Goodman and his group are vocal supporters of House Bill 156, better known as the Pennsylvania Safe Schools Act.

The bill would require all teachers to undergo a bullying prevention training program every five years and would implement an improved and automated system for reporting acts of bullying to the state, according to Rep. Dan Truitt, R-West Chester, who introduced the legislation.

Nearly half of the House of Representatives, more than 100 members, have signed on to co-sponsor the legislation.

“This bill is very important,” Truitt, a member of the House Education Committee, said in a news release. “Bullying not only causes very real, lasting physical and emotional trauma to its victims, but it also is one of the primary reasons behind incidents of gun violence in schools. This is one effective step we could take to enhance school safety and prevent gun and other types of violence in the classroom.”

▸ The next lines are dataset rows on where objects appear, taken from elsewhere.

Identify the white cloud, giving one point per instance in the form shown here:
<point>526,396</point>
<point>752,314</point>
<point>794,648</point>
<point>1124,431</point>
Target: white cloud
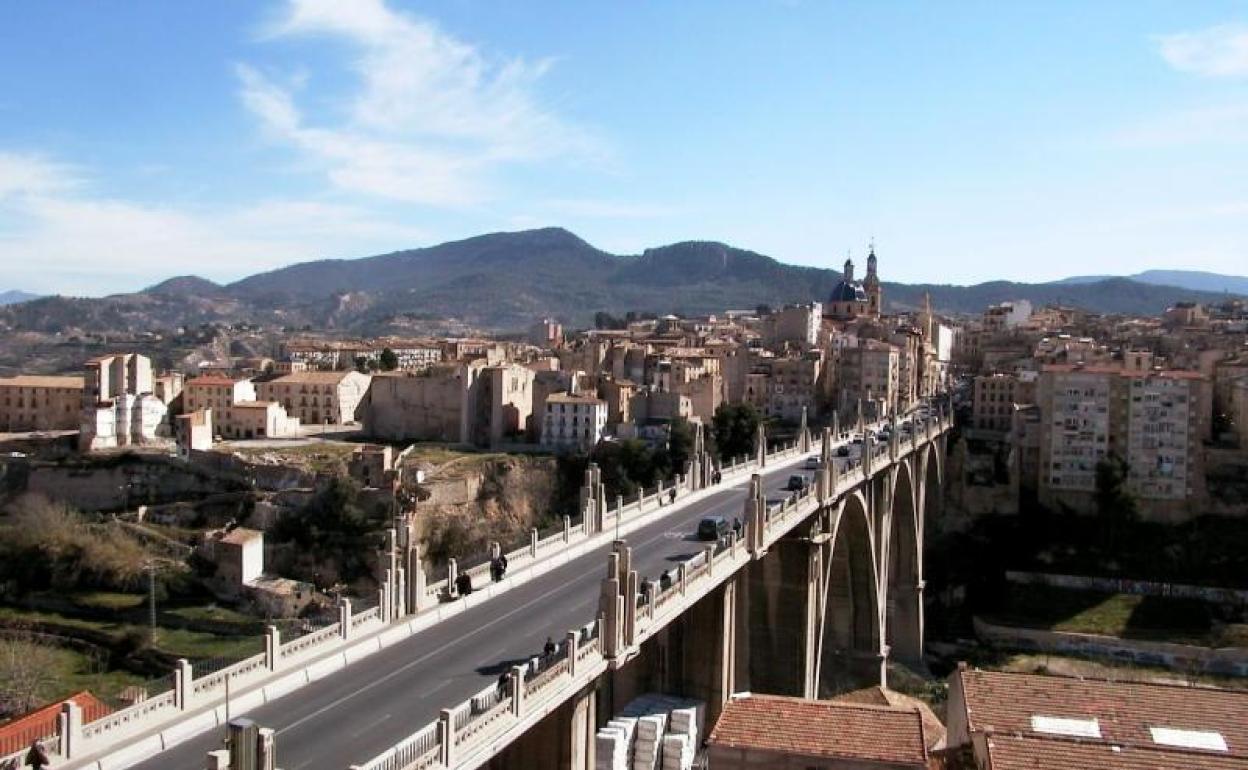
<point>432,115</point>
<point>1222,125</point>
<point>21,175</point>
<point>1217,51</point>
<point>61,240</point>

The bill was introduced for a second time in January 2013, but has languished in the house’s education committee. It has yet to be brought up for a vote even though a majority of the education committee members are co-sponsors on the bill.

“One challenge no student should have to endure is being the target of bullying,” House Education Committee chairman Paul Clymer, R-Perkasie, said during a 2012 hearing on bullying in schools. “Our public schools should be a place where children can learn in a safe and nurturing environment. We as legislators need to do all that we can to make sure that type of environment is supported.”

Clymer has not called for a vote on any of the 15 anti-bullying bills referred to his committee in the past four years.

Goodman said there have been concerns raised under the guise that the bill could potentially quash free speech because it provides bullying protection for all students regardless of race, religion, sexual orientation or identity. Goodman said these concerns are unfounded and the bill expressly protects First Amendment rights of students.

“We are very close to having this on the forefront of the legislative agenda,” Goodman said, claiming the bill had overwhelming support but was being held up by one or two legislators. “We have the votes to pass it. We have more than enough votes to pass it.”

Goodman did not name either of the legislators he felt were impeding the bill, and Clymer could not be reached for comment.

Bullying

Jesse Gantt, founder and CEO of The Foundation for Hope, says bullying caused him to feel isolated, driving him into a deep depression that led to him attempting suicide nine times between the ages of 12 and 22.

“Bullying in school was really bad,” Gantt said. “It was relentless. If felt like something I could never get away from. In high school, I felt like I was going to be bullied the rest of my life. The unrelenting bullying led me into a severe depression.”

Gantt said his personal experience caused him create The Foundation for Hope to provide resources and help for children and families dealing with bullying, depression and suicide.

He said bullying has increased with the advent of new technologies like text messaging and social media.

“Bullying is a little different than what most of us remember from school,” Gantt said. “Bullying is now online. It’s through phones and social media ... it’s very hard to get away from bullying. It can reach anywhere at any time.”

Dolan, the safe schools bullying consultant, said there is a misconception in the understanding of bullying. One of the defining factors of bullying is that it is continued harassment over time, something Dolan said is only fixed with a change in school culture.

She said the state is currently working on an anti-bullying initiative that is based on more than 10 years worth of data.

Dolan advised families seeking more information on bullying to log on to www.stopbullying.gov or download the KnowBullying app for Apple and Android devices. These resources were created by the federal government and provide information on preventing bullying, how to talk to children about bullying and best practices for dealing with bullying.